Chronique

Branford Marsalis Joey Calderazzo Duo

Branford Marsalis (s) ; Joey Calderazzo (p).

Label / Distribution : Marsalis Music

Il y a un moment que Songs of Mirth and Melancholy, le duo constitué par Branford Marsalis et Joey Calderazzo, s’attarde à la fois dans ma tête et dans le lecteur CD. Dans la très grande discographie de Branford Marsalis (26 albums sous sa signature depuis 1984), on trouve assez peu de pianistes. Il y eut le très fidèle Kenny Kirkland, depuis Scenes of the City (1984) jusqu’à sa mort en 1998 et le posthume Requiem, sorti l’année suivante. Il y eut bien entendu Ellis Marsalis, avec qui il avait signé un premier et jusqu’alors unique duo, Loved Ones, en 1995, dans un registre proche de Songs of Mirth. Il y eut également Herbie Hancock, Mulgrew Miller, Kenny Baron et James Williams mais chacun de manière très ponctuelle. On a donc ici un album cosigné qui s’inscrit dans un double héritage : celui des pianistes de Marsalis, et Loved Ones, qui a forcément été un élément de comparaison.

Mélancolie…

C’est un beau disque. Pourtant, à première écoute il ne semble pas compter parmi les œuvres majeures de l’aîné des frères Marsalis. Peut-être parce que la première plage, « One Way », n’est pas de bon augure : elle sonne presque comme un ragtime sur lequel il vaut mieux passer rapidement pour mieux profiter des suivantes, belles et émouvantes. En réalité, c’est moins la musique - au demeurant très agréable - de Songs of Mirth and Melancholy qui pose problème que le titre de l’album lui-même. Placé à la fois sous le signe de l’allégresse et de la mélancolie, il promet des impressions puissantes dans un registre comme dans l’autre. D’ailleurs, côté mélancolie, « The Bard Lachrymose », qui sonne comme une pièce de musique de chambre, s’étire avec une peine feinte qui lui confère une couleur noire très expressive. Le jeu de Joey Calderazzo fait parfois penser à Satie. « La valse Kendall » est de la même eau. Ses phrases doucement dépressives vous installent dans un spleen très prononcé. Tout évoque « le roi d’un pays pluvieux »…

Espoir ?

On filera sans attendre vers la plage 7, « Hope », pour voir ce qu’il en est de la joie, qu’on associe plus spontanément à l’espoir. Le morceau est beau et on imagine qu’il peut, en concert, séduire le public. En revanche, il n’évoque en rien l’espoir, et encore moins l’allégresse ; on y verrait davantage un pluvieux lundi de novembre : tempo lent, phrases réduites au strict minimum… Peut-être ne faut-il pas se faire une idée trop restrictive de la joie ? Pourtant, même en approfondissant, en acceptant que l’espoir ne soit pas nécessairement générateur d’atmosphères festives, il est presque impossible d’en apercevoir une lueur dans cette musique de ciel bas, de froid, d’introspection. C’est très beau, mais il faut attendre le dernier quart pour que la composition, qui dure presque 9 minutes, s’éclaire un tant soit peu. Mieux vaut alors se tourner vers « Bri’s Dance », qui clôt l’album. La danse, c’est peut-être là que se trouve l’allégresse ? Le mouvement, en tout cas. Ce morceau plus enjoué se déroule sur un tempo qui file à toute allure, comme les doigts des musiciens, mais n’est pas franchement hilarant pour autant.

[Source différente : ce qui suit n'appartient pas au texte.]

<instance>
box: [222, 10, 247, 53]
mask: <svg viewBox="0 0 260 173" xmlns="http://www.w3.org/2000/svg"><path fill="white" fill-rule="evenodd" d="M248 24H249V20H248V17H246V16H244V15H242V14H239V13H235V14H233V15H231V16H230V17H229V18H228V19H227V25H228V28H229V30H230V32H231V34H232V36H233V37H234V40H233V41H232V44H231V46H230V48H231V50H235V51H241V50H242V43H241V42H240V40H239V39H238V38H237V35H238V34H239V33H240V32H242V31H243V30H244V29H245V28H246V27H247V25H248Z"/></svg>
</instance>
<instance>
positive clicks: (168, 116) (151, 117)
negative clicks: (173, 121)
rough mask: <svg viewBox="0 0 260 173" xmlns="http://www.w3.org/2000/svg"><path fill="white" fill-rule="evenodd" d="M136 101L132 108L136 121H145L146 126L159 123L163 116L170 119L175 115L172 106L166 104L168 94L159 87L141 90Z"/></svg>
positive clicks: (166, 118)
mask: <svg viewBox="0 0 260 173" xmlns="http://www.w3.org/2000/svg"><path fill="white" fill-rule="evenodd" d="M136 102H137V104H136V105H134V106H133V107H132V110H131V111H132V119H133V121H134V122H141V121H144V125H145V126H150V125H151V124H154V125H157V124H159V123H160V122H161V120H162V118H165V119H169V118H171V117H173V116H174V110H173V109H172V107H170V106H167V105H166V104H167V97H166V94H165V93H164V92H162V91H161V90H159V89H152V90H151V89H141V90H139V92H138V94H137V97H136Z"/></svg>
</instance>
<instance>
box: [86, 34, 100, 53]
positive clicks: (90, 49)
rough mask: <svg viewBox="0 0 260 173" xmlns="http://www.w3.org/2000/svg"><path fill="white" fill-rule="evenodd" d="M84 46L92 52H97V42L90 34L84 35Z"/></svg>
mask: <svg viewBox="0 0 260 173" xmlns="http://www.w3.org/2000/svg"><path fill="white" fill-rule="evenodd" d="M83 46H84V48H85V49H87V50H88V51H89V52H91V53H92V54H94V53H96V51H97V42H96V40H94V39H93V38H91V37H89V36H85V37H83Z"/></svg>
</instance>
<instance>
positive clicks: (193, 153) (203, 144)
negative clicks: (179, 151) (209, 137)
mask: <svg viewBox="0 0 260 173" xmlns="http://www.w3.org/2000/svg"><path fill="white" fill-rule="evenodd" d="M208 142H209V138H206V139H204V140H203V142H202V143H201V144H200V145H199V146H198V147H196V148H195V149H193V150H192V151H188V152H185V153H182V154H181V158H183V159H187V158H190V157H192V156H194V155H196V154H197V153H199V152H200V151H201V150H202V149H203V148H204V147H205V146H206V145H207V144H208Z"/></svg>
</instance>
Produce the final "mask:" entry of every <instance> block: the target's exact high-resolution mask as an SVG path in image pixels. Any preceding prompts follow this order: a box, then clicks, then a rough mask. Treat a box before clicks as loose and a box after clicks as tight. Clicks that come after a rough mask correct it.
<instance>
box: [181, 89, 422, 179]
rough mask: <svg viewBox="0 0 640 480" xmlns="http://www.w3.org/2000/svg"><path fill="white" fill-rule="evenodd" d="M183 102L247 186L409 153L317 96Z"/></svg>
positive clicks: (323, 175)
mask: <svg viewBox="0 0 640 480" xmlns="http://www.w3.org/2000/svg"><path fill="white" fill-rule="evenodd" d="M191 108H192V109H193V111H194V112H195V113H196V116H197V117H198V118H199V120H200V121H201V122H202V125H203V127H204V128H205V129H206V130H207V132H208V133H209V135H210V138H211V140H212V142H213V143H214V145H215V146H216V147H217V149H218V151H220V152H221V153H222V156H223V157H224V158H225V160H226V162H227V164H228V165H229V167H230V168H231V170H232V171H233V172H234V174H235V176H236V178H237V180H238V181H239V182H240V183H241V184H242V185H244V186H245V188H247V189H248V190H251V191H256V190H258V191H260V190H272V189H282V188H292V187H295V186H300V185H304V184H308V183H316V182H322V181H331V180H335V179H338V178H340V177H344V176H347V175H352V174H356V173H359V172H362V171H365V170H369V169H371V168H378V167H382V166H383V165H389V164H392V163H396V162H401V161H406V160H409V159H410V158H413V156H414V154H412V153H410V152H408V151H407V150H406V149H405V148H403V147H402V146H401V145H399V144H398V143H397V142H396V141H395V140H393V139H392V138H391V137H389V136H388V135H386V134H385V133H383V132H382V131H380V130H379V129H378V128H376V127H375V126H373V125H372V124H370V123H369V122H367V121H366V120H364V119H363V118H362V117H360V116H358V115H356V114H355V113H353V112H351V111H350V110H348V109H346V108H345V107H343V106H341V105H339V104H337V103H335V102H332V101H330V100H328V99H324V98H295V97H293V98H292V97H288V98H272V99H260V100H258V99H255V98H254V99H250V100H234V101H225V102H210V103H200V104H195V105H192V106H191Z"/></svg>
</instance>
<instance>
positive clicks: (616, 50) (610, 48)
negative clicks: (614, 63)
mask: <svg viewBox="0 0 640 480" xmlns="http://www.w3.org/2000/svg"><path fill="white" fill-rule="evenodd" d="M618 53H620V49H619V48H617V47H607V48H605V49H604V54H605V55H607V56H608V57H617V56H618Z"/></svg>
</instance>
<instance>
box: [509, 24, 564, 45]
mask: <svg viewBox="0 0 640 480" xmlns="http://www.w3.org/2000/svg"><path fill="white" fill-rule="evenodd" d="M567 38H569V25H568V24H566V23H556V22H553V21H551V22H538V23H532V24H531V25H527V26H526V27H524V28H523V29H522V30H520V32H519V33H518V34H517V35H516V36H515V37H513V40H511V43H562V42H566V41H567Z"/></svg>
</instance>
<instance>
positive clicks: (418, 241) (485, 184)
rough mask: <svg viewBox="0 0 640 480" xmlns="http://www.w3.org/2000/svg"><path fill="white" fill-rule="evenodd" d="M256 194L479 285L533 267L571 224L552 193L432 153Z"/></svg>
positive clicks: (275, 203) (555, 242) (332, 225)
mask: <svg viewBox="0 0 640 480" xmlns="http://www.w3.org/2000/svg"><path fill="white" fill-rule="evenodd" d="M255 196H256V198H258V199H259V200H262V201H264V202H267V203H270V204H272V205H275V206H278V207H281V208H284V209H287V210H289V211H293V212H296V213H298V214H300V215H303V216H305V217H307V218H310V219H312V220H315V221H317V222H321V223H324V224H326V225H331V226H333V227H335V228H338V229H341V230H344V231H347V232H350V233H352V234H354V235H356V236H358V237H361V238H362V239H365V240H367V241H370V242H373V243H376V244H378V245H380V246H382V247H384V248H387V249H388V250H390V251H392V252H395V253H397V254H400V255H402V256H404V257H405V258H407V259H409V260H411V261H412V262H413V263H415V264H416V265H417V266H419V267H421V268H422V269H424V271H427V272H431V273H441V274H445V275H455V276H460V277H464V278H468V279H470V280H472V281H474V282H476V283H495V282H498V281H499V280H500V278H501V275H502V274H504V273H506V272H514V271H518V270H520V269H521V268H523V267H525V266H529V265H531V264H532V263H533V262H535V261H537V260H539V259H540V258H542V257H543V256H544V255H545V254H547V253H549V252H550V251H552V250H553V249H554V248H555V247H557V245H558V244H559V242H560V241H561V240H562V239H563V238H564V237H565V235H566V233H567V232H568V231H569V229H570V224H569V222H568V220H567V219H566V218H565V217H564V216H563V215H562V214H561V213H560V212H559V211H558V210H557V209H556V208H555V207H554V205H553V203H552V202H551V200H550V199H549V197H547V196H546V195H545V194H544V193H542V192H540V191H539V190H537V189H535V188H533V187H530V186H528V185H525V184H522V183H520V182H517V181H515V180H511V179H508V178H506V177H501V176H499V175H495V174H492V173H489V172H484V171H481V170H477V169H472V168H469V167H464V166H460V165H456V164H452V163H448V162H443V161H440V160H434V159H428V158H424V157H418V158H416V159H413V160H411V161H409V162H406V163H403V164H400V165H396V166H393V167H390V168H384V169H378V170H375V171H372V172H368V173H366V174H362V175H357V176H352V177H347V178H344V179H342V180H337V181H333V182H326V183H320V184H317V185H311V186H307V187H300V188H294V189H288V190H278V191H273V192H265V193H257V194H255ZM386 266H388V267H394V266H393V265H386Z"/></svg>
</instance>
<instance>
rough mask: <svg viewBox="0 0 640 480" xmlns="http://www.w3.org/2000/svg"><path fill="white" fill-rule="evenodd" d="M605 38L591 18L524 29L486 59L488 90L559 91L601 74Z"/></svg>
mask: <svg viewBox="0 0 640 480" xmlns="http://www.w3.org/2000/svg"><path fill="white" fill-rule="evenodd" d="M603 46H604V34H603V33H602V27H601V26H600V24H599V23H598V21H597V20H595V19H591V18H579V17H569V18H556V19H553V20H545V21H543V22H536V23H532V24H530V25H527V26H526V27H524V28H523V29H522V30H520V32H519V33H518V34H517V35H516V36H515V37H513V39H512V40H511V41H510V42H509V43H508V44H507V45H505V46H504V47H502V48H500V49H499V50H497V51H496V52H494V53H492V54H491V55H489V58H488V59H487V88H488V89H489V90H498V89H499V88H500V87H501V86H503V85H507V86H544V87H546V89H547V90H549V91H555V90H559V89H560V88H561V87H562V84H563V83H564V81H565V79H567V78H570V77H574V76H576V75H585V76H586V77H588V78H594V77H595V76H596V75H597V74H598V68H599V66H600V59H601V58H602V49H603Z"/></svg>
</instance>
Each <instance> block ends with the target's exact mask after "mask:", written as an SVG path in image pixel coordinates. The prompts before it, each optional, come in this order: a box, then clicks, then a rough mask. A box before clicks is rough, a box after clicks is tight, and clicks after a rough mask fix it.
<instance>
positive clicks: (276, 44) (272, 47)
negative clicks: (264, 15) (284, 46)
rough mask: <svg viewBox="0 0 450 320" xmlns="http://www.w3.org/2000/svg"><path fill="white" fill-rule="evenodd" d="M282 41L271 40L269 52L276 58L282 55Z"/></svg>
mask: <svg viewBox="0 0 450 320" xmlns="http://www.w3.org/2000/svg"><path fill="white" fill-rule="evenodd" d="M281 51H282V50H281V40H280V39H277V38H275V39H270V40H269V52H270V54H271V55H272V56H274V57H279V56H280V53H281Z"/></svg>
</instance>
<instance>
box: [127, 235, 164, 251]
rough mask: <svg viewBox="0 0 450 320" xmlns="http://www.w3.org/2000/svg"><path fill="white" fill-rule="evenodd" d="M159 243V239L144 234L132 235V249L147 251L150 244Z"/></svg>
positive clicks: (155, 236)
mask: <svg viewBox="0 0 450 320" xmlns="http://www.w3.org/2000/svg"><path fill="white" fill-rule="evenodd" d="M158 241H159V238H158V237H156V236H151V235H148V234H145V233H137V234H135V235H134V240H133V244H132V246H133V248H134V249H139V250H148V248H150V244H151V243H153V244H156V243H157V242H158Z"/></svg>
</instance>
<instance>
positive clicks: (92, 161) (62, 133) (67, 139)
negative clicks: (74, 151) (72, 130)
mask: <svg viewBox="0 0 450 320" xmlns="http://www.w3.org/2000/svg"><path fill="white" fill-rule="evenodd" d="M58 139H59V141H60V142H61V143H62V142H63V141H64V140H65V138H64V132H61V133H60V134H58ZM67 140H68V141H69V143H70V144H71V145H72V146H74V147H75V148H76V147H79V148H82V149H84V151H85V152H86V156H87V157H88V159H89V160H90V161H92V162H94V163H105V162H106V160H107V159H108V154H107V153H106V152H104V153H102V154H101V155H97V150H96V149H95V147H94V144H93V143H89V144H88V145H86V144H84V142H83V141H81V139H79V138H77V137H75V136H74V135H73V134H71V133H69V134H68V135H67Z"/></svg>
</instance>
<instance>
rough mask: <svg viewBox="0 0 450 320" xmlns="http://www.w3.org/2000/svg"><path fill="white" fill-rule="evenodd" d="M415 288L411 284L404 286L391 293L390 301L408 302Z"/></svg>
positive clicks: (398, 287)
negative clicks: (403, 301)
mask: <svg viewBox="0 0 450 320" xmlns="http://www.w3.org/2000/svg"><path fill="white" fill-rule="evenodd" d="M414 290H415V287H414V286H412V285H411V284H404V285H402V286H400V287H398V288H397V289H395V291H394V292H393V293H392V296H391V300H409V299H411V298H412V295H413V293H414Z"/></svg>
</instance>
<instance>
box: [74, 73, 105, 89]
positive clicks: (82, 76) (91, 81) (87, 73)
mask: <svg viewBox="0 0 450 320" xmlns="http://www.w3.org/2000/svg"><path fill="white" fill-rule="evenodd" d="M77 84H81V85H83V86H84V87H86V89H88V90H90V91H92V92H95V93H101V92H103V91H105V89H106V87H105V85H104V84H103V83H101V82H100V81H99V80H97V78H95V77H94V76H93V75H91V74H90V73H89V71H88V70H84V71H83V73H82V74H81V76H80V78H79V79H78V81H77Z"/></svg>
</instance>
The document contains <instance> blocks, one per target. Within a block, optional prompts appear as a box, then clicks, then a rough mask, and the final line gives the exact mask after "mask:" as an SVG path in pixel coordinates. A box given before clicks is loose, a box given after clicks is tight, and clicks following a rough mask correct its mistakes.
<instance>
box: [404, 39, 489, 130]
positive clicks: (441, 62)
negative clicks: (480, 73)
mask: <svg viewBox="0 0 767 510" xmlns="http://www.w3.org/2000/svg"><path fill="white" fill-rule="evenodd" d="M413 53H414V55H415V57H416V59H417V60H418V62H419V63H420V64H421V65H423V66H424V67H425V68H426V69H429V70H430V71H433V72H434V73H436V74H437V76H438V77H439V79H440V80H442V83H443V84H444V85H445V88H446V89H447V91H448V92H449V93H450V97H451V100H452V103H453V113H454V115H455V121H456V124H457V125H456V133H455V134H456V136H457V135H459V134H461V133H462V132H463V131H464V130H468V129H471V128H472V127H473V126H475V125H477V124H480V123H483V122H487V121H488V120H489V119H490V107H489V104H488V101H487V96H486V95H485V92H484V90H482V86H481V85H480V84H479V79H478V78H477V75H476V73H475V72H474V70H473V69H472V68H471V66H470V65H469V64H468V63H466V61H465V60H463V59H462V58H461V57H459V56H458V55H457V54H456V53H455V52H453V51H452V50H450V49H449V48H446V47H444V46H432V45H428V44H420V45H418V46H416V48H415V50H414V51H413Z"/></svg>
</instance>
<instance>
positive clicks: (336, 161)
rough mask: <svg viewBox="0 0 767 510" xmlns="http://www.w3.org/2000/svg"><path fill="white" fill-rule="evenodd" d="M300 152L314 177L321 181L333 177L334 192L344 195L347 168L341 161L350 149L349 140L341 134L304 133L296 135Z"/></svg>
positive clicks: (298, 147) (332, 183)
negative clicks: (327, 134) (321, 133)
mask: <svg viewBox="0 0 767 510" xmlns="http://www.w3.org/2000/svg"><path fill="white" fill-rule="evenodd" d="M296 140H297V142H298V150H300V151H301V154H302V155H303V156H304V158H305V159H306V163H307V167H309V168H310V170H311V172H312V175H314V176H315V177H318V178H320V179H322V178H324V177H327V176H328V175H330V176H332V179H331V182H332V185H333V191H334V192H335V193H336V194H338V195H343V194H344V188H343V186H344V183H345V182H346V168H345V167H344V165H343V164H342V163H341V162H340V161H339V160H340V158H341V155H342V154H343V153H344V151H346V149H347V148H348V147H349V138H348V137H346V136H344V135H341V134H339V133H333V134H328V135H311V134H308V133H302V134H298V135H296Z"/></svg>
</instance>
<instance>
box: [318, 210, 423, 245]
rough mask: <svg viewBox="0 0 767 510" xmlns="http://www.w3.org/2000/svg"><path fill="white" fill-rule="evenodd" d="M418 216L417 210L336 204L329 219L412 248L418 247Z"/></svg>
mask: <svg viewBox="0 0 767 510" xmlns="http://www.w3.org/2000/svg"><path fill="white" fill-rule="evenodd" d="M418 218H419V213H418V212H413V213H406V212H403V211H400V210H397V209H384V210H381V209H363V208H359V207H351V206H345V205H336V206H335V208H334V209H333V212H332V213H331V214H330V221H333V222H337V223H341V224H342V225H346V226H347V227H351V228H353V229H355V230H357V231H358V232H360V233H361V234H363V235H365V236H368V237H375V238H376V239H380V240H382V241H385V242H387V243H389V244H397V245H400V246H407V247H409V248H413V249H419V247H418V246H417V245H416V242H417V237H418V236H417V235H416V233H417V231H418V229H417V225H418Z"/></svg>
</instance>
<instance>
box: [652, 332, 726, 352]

L’album est donc une réussite pour la moitié de son énoncé, celle qui concerne la mélancolie, ici puissante et fort à propos - à l’image de la pochette, recto et verso. J’en veux pour exemple « Die Trauernde » et son départ évoquant le brillant « Se dolce è il tormiento » de Monteverdi ; on ne saurait mieux signifier (surtout dans la version de Paolo Fresu et Uri Caine), tristesse et profond désespoir. En revanche, il ne faut pas attendre de ces Songs of Mirth and Melancholy la confrontation deux sentiments antagonistes. Tout y est, exclusivement, noirceur et affliction.